CR calculation, deck height/effective dome volume?
YR, thanks for the reply. The formula I've always used is CR= SV+CCV+HGV+DHV+EDV divided by CCV+HGV+DHV+EDV. Since I've never had domed or above deck pistons, i've just ignored the EDV. The only Chrysler engine book I have is the old DC one, and it doesn't go into great detail about formulas, but it does refer to the 1/2 or 1" down method. I'm just not understanding how pushing the piston down .250", filling the cylinder, and subtracting a volume equal to the mathematical volume of area x 250" (Larry Shepard compares it to a "disc") isn't correct. Which lets me ignore the negative EDV number, at least in my case. Thankyou for your time and patience.
Your math looks hard to me. It's really vbdc/vtdc. So, add up all the stuff you have, like chamber volume, head gasket and dome/dish volume. Then determine the volume of your cylinder. Then add that to your other volume an and device the two.
I'm pretty simple, so I like simple math, also here is what I'd say it looks like, in easy math.

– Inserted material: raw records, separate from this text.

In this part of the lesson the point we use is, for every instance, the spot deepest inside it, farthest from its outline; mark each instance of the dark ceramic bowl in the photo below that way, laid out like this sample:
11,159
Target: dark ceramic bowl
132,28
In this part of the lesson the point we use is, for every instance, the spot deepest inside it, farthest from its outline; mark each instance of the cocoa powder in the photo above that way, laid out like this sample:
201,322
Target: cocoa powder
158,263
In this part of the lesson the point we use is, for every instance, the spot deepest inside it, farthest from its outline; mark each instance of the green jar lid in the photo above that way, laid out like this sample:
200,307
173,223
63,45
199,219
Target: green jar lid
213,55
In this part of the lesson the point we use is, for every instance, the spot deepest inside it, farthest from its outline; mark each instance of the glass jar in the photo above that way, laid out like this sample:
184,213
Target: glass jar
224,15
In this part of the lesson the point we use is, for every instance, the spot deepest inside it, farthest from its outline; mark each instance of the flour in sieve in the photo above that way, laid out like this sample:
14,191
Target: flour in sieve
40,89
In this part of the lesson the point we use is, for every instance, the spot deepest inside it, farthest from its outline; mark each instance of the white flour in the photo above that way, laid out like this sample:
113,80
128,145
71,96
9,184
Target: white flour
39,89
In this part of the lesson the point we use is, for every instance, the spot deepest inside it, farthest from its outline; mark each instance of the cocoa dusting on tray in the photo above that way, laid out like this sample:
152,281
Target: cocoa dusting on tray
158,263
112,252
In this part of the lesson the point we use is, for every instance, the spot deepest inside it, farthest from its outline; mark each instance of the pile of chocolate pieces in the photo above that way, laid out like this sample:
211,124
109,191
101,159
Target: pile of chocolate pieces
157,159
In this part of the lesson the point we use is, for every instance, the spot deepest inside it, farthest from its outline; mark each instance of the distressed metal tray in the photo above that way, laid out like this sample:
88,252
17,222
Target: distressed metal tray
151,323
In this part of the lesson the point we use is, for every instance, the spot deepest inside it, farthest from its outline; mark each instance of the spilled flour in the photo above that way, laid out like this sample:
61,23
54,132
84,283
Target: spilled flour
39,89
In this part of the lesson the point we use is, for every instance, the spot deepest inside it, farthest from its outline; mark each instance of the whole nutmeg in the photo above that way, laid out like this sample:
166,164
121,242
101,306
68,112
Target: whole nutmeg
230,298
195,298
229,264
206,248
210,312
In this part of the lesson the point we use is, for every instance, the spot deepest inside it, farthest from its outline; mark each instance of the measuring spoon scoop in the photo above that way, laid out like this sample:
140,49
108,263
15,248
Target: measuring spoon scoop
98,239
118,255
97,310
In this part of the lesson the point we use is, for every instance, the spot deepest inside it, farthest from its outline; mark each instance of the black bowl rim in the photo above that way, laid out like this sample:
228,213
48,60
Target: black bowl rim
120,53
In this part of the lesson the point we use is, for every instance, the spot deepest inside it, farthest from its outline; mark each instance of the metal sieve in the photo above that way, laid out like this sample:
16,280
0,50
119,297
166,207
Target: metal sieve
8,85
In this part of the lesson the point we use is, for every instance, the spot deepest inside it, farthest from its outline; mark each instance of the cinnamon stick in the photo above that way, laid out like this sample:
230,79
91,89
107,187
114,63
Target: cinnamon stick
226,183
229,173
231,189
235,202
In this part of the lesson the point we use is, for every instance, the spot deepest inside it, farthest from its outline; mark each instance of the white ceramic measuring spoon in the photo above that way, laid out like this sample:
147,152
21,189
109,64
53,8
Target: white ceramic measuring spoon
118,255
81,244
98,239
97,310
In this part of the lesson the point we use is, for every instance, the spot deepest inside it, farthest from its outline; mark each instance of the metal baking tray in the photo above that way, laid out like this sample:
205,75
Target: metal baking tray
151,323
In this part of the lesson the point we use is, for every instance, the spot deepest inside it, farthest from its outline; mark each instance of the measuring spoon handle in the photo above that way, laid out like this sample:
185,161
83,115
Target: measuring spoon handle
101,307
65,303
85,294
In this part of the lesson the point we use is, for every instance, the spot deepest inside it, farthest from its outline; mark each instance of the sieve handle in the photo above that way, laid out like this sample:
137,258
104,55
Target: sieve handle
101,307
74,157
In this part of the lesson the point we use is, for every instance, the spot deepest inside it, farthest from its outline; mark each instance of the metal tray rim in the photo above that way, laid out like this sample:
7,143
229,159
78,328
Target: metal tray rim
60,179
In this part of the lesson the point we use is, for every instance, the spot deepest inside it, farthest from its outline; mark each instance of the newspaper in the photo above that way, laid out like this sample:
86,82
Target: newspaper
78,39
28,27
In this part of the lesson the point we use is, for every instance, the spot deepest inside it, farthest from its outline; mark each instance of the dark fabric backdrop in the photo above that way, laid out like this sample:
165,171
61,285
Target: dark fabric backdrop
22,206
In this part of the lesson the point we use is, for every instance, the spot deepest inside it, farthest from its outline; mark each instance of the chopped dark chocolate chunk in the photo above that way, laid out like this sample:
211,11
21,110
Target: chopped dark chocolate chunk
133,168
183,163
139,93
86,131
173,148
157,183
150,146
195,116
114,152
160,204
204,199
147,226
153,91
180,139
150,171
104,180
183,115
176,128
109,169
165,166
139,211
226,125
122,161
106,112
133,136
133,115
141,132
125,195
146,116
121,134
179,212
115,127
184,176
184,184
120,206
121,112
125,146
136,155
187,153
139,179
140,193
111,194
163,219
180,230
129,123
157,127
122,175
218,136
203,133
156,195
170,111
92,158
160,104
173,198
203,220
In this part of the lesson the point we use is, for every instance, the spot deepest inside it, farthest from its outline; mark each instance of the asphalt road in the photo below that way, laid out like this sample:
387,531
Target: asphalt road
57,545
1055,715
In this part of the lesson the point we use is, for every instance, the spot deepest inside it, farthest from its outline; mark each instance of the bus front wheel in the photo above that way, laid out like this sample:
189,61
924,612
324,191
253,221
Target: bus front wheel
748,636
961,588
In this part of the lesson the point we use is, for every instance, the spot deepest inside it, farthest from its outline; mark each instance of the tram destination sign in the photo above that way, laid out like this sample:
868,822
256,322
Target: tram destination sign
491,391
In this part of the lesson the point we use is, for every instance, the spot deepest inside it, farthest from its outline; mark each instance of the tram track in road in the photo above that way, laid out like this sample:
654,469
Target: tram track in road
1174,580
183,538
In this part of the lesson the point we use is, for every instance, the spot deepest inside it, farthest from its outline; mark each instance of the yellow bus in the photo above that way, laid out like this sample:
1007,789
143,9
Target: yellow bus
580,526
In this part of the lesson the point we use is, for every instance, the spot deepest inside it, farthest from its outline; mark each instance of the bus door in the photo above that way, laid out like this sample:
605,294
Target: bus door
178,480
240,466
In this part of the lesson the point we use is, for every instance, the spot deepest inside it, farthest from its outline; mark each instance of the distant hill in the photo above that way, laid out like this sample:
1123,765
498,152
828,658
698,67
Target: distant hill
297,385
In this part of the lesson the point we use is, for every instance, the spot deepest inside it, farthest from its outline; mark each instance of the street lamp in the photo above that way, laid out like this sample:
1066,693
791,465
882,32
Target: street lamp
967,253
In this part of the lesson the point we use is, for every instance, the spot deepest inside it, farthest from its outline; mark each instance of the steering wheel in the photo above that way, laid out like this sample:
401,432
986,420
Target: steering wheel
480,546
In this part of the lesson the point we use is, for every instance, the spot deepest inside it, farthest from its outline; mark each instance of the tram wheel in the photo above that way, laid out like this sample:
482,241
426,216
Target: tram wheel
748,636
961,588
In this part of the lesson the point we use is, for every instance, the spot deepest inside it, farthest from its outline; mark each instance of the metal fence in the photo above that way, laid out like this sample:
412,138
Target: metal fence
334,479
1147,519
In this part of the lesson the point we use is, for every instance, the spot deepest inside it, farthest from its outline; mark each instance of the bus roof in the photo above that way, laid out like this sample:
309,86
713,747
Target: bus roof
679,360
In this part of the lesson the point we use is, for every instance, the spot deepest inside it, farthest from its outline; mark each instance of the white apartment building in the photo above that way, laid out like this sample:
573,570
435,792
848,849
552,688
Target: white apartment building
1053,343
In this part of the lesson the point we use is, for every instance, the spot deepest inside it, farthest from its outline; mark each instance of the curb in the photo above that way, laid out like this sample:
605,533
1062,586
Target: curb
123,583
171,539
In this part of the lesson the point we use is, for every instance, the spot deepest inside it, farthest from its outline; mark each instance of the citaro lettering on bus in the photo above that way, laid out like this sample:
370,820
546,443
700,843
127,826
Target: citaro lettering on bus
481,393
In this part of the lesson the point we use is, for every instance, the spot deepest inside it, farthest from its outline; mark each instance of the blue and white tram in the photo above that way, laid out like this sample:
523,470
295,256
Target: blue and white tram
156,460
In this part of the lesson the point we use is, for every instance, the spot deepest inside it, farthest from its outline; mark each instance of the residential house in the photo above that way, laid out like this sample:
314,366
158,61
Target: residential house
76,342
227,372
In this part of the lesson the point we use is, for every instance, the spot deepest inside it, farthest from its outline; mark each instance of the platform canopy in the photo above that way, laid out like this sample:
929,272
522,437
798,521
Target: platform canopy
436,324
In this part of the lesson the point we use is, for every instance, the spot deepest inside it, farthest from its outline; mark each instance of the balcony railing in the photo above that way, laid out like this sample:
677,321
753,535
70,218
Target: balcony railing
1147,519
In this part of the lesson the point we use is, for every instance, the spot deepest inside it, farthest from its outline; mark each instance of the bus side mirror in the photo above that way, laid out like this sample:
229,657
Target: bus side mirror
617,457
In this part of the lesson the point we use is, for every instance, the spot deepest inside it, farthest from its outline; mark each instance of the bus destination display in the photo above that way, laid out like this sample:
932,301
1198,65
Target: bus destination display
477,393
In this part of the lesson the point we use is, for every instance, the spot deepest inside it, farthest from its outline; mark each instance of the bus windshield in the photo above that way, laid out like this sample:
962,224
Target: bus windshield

The total of your volume is 100 cc's for the chamber. The total cylinder volume is 900 cc. Add the two together for 1000 cc's
Now it's simple math...1000/100 equals 10:1
As to the disc part of the Shepard book, you have to account for the flat part of the piston that sticks above the bore. Since my piston is .045 out, once you do the downfill, you have to calculate the flat of the piston.
So the math would be bore squared times 12.87 times the stroke, or thickness. It's the same math for figuring gasket volume.
So, bore squared is 4.04 times 4.04 equals 16.3216 times 12.87 equals 210.05899, then times the stroke, or thickness, or positive deck, times .036 equals 7.5621236 cc's for just the .036 that is out of the bore.
Now that I have totally screwed up your day with math, I'll leave you to your calculations!!!
Really, the math is much more simple in the Chrysler book. You just need to account for the "disc" that is the piston out of the hole. You calculate it like gasket thickness.